Rosalind Krauss' journal essay provides an insightful look at sculpture's recent past and significant evolution. Whilst, as I mentioned in reading group, I found it hard to get beyond the mathematical complications of page 37 (and am currently still attempting to..) I still found the article offered some very sensible explanations as to the how, when and why of sculpture's entrance into "modernism".
Krauss refers to the two failed commissions of Rodin as a point where sculpture, or the logic of the monument enter "a kind of sightlessness, or homelessness, an absolute loss of place". Krauss sites this "negative condition" as the beginning point of modernity for sculpture and it is this that I find interesting.

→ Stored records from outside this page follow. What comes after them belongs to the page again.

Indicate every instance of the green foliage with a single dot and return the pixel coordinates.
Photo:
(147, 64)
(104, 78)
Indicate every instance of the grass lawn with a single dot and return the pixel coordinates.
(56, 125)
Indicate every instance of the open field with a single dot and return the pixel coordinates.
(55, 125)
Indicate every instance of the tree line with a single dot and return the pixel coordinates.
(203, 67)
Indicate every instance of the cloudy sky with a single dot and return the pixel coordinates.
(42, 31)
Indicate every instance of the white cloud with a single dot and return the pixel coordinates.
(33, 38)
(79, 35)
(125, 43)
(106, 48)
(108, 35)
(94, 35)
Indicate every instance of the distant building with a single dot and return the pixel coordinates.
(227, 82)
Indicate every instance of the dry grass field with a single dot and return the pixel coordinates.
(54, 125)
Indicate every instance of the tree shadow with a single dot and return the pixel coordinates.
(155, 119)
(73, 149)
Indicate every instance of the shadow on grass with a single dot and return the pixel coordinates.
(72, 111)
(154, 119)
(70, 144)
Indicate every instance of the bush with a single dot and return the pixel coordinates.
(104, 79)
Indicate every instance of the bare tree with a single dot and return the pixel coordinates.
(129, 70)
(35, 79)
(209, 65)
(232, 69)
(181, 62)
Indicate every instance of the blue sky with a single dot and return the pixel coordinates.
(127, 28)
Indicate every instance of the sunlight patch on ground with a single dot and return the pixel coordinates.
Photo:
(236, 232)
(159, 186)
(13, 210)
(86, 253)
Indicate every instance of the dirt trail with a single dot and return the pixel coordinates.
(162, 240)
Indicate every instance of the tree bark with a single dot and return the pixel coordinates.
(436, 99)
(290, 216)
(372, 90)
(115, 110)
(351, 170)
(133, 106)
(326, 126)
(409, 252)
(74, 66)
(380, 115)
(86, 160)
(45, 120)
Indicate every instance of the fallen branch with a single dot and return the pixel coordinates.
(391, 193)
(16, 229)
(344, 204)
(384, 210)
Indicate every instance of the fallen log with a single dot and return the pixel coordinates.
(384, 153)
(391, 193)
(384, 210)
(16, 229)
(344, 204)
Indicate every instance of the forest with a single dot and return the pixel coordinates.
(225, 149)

What intrigues me about sculpture's apparent turning point is its lack of a clear explanation when compared to, say, that of painting. Much of painting's turning point towards modernity eventuated as a result of the invention of photography. The simplest explanation of this being, what validity does painting have as a recorder of pictorial history when photography can do it quicker, more accurately and more efficiently? Following this question painting had to ask itself what paths it could explore with photography having assumed its most obvious role and the rest is history. As far as I am aware nothing ever assumed sculpture's pre-modernism role in the same way photography did to painting, i.e. the controversial Balzac sculpture did not eventuate as a reaction to some incredible new invention that could churn out representationally accurate monuments at the push of a button.

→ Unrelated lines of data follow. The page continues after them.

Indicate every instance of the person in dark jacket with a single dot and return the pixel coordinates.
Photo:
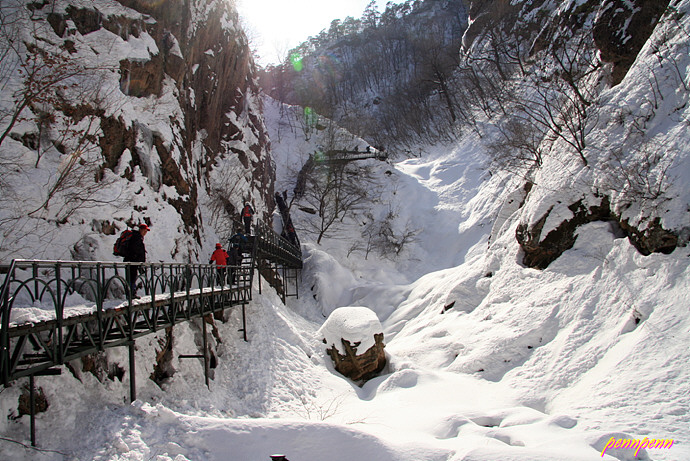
(220, 257)
(234, 260)
(136, 253)
(247, 213)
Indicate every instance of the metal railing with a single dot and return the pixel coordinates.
(73, 308)
(271, 246)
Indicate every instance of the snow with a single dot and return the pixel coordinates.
(356, 324)
(488, 359)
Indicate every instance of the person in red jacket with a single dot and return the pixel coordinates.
(220, 257)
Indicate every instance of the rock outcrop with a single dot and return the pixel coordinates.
(163, 89)
(346, 332)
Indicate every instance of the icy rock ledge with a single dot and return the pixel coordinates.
(349, 329)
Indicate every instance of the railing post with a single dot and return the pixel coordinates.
(205, 343)
(5, 334)
(32, 409)
(132, 373)
(59, 311)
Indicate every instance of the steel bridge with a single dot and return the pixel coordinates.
(87, 306)
(336, 156)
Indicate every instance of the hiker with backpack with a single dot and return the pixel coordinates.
(220, 257)
(131, 246)
(247, 213)
(234, 260)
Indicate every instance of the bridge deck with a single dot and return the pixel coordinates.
(105, 314)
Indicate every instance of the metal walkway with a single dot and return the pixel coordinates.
(86, 306)
(343, 156)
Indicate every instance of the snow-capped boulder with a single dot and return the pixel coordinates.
(349, 330)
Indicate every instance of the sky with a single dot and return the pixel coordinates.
(275, 26)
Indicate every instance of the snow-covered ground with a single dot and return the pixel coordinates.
(524, 365)
(488, 359)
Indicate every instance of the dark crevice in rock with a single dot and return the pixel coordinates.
(359, 367)
(539, 253)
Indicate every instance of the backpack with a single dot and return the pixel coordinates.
(121, 244)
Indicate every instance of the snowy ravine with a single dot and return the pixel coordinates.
(525, 365)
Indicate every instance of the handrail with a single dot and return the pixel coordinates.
(105, 314)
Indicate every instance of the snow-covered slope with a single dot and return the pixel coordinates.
(488, 359)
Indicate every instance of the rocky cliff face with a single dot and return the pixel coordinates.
(603, 53)
(161, 107)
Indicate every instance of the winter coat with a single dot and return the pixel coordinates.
(136, 250)
(235, 258)
(220, 257)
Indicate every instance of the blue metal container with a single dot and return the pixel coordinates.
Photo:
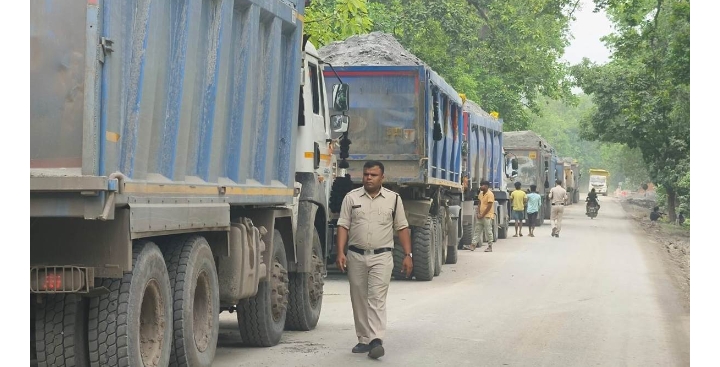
(184, 98)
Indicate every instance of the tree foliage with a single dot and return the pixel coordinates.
(333, 20)
(643, 93)
(559, 123)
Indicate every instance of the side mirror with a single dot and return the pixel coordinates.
(339, 123)
(341, 97)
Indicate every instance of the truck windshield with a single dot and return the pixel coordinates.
(527, 169)
(383, 114)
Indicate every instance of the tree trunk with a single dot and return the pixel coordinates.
(671, 202)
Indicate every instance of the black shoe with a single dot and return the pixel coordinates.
(376, 349)
(361, 348)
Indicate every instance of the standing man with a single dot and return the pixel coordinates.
(370, 214)
(485, 216)
(534, 200)
(519, 198)
(557, 195)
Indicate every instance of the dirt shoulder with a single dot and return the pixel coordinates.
(674, 239)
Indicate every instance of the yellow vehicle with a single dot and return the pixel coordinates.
(599, 181)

My observation is obviously a naive one. After all it is only right that sculpture should have moved with the times. That sculpture entered this negative condition seems inevitable and necessary for the sake of its own progresion within an art world that had now begun to question the relevance of the monument in increasingly changing times. Yet I still speculate that sculpture's shift to modernity was in some small way prompted by that of painting, that without painting's shift somehow the shift of sculpture would have seemed less necessary. It is interesting to note that the Balzac commission (which Krauss sites as a pivotal point in the monument's fade to illogicality) occured on the same year that VanGogh (arguably a godfather of modernist painting) commited suicide.
Unfortunately for Van Gogh he was simply too far ahead of his time to be appreciated, nonetheless painting was undoubtedly changing as a result of photography's invention. Is it therefore possible that other art forms felt prompted to follow the trend? The question I am asking is; did sculptors such as Rodin take note of the changes that were happening in painting around them and feel obligated to reexamine the values in their own practice as a way of keeping up?

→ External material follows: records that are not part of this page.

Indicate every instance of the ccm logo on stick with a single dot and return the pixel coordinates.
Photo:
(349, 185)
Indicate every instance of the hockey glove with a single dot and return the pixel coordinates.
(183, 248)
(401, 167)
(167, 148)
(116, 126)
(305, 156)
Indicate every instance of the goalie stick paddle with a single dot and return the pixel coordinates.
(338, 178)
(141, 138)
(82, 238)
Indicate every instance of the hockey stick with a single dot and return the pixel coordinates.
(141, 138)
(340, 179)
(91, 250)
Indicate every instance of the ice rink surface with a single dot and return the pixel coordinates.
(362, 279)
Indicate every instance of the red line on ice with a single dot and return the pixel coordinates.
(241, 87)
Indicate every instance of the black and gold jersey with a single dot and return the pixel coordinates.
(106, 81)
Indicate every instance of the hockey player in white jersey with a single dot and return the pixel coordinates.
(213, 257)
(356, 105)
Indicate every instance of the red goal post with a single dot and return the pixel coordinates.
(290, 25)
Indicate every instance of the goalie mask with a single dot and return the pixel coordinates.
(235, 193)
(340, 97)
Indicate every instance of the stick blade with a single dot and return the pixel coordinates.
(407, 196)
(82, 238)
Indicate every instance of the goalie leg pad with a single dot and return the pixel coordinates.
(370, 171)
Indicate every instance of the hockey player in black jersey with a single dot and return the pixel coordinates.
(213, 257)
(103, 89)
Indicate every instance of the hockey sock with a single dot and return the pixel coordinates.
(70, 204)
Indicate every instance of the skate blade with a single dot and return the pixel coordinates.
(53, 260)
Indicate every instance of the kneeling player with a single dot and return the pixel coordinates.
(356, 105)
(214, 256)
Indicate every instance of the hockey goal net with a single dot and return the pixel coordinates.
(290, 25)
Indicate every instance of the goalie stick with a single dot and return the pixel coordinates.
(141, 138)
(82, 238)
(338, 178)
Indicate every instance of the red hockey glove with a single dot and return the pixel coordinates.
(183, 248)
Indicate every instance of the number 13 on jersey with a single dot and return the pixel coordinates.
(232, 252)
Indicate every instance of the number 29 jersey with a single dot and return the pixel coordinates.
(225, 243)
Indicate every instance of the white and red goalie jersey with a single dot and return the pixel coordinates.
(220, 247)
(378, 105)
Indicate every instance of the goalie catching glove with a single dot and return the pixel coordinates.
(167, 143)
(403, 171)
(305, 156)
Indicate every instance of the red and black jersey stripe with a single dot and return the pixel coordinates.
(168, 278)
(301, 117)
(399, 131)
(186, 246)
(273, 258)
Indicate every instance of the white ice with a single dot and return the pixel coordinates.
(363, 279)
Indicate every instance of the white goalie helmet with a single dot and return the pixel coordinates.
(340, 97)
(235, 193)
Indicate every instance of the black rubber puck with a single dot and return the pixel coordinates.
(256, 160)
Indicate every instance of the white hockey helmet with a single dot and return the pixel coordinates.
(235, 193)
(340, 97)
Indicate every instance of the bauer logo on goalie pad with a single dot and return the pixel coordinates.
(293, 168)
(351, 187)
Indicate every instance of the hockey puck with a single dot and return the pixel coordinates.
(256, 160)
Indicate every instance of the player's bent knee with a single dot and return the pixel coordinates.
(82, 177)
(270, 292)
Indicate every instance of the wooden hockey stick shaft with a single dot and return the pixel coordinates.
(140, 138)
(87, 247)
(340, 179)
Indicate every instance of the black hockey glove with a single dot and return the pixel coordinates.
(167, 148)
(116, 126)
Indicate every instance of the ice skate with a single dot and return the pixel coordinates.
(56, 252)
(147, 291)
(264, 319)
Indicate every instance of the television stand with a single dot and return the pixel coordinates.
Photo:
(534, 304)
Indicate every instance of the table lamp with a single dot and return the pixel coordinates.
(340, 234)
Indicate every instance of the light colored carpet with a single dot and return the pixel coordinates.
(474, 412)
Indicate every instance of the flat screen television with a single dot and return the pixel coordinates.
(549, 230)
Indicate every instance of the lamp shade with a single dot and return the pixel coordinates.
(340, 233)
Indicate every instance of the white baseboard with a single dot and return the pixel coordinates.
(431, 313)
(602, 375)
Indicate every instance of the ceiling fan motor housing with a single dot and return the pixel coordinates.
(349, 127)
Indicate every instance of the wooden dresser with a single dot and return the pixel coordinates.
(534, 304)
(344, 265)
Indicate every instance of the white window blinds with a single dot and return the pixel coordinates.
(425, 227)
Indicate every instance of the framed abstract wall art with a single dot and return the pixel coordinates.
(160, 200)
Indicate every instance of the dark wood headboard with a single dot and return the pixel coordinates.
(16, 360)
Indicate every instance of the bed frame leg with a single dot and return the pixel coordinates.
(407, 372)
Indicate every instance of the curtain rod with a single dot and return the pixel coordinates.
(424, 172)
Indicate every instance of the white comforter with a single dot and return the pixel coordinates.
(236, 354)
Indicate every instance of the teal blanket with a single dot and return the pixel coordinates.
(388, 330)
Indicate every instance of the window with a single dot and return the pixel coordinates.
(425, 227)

More than likely there is more to the story than this and I am simply being foolish having forgotten my art history lectures. It does provide interesting food for thought though. I remain intrigued at the notion that any change in technology (in this case the invention of photography) can cause a butterfly effect of sorts. In one of our earlier readings Tamara Trodd (2008, p.373) comments that within the fine arts the medium of film seems obligated "to follow an imperative to be anti-narrative" and Sean (who supplied the reading) felt frustrated by the idea of conforming to this expectation. I dare say, though, that sooner or later the somewhat unlimited realms enjoyed by the other mediums of the arts is bound to envelop upon that of film. As with changing trends from painting to sculpture over a century ago the butterfly effect is inevitable.
References:
Trodd, T. (2008). Lack of Fit: Tacita Dean, Modernism and the Sculptural Film. Art History, 31, 368-386.